If you think this way, then the smallest number of 5-problems-people required is 4. 3 smart people cover all couples at least once more, but (2/5 X +1) / X + 3 is not 40% (obvious, 33.3% < 40%). So you need 4 smart people, which cover all couples at least 2 times between them.

The problem I have with the above reasoning (simply counting solved couples) is that it doesn't take into account the fact that you can't distribute couples as you prefer between all participants. Couples are "grouped together" based on the actual problems solved: you can't have one person solve couple AB, couple CD, couple EF, couple AE, couple EF, couple BD for example: they are six unique couples, but they cover 6 distinct problems!

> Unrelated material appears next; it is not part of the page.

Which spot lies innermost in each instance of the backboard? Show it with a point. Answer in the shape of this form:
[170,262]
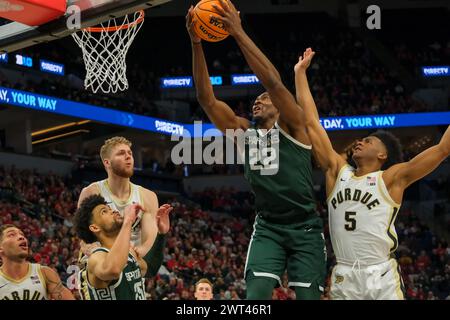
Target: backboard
[15,35]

The problem I have with my solution is the symmetry step, marked with an asterisk * above. Is it possible to distribute couples to the X participants so that, with only two smart participants, you can have each couple solved 2/5 X + 1 times?

The above mentioned grouping of couples leads me to believe you cannot. There is exactly one couple that is problematic in the 2 smart people solution, and if you try to add one more "copy" of that couple in the rest of the participants, then they will lose some couples and gain some more to adjust to the new solved problem, which will simply shift the heat to another couple (or more).

Overall, I am not convinced by the solution "2", but I am not thoroughly convinced 4 is needed either.